Modeling with cryo-EM
Step 1: Search for suitable templates
For this step of the tutorial, all input and output files can be found in the step1_search directory of the file archive available on the index page.
The very first thing to do is to put the 'target' sequence of TvLDH into a form that can be read by MODELLER. The file TvLDH.ali can be created with any text editor (e.g. Windows Notepad, Mac TextEdit, Linux gedit, emacs, vi etc.) Note that this file, like most of the files used by MODELLER, should be plain text - do not use a word processor (e.g.
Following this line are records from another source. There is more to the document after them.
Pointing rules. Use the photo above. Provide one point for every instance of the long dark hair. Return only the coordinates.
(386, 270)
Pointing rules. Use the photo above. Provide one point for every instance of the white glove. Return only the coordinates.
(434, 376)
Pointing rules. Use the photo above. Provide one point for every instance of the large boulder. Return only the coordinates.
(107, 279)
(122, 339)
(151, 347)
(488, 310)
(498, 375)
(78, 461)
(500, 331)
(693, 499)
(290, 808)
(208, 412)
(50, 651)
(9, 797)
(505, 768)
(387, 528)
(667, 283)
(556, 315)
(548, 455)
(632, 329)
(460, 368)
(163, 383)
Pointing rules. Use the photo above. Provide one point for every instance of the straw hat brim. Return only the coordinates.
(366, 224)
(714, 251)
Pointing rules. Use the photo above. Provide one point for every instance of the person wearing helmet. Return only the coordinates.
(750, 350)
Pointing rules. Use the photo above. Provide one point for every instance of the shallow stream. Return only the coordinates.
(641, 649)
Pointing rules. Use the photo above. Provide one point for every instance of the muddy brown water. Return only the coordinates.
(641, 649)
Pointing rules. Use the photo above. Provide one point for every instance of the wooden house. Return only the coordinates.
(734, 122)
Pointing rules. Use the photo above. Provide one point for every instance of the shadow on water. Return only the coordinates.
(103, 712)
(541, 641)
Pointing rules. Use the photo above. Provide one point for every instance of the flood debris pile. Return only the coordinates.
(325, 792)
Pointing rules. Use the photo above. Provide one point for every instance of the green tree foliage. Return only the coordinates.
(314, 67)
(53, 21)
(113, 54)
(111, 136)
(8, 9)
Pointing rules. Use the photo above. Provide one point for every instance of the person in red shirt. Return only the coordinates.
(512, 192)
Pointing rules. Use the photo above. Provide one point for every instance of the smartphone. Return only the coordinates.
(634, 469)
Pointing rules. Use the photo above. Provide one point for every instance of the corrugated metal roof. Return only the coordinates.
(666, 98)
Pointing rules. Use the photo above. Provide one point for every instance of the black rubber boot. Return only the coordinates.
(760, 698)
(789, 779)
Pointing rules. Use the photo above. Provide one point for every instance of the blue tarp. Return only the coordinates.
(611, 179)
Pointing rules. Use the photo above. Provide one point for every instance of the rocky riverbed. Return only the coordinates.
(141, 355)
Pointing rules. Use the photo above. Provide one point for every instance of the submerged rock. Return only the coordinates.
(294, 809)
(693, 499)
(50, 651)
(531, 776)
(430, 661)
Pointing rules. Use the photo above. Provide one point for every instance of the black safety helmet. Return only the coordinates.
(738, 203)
Microsoft Word, OpenOffice) to create it! (If using TextEdit, select "Make Plain Text" from the "Format" menu; if using Notepad, make sure you select "ANSI" encoding when you save the file, not "Unicode" or "UTF-8".)
>P1;TvLDH sequence::::::::: MSEAAHVLITGAAGQIGYILSHWIASGELYGDRQVYLHLLDIPPAMNRLTALTMELEDCAFPHLAGFVATTDPKA AFKDIDCAFLVASMPLKPGQVRADLISSNSVIFKNTGEYLSKWAKPSVKVLVIGNPDNTNCEIAMLHAKNLKPEN FSSLSMLDQNRAYYEVASKLGVDVKDVHDIIVWGNHGESMVADLTQATFTKEGKTQKVVDVLDHDYVFDTFFKKI GHRAWDILEHRGFTSAASPTKAAIQHMKAWLFGTAPGEVLSMGIPVPEGNPYGIKPGVVFSFPCNVDKEGKIHVV EGFKVNDWLREKLDFTEKDLFHEKEIALNHLAQGG*
File: TvLDH.ali
This file is in the PIR alignment format. The first line contains the sequence code, in the format ">P1;code". The code is used by MODELLER to extract sequences from an alignment file containing multiple sequences, as shall be seen later. The second line with ten fields separated by colons generally contains information about the structure file, if applicable. Only the first of these fields is used for sequences, "sequence" (indicating that the file contains a sequence without known structure). The remaining lines in the file contain the sequence of TvLDH, with "*" marking its end. The standard one-letter amino acid codes are used. (Note that they must be upper case; some lower case letters are used for non-standard residues. See the file modlib/restyp.lib in the Modeller distribution for more information.)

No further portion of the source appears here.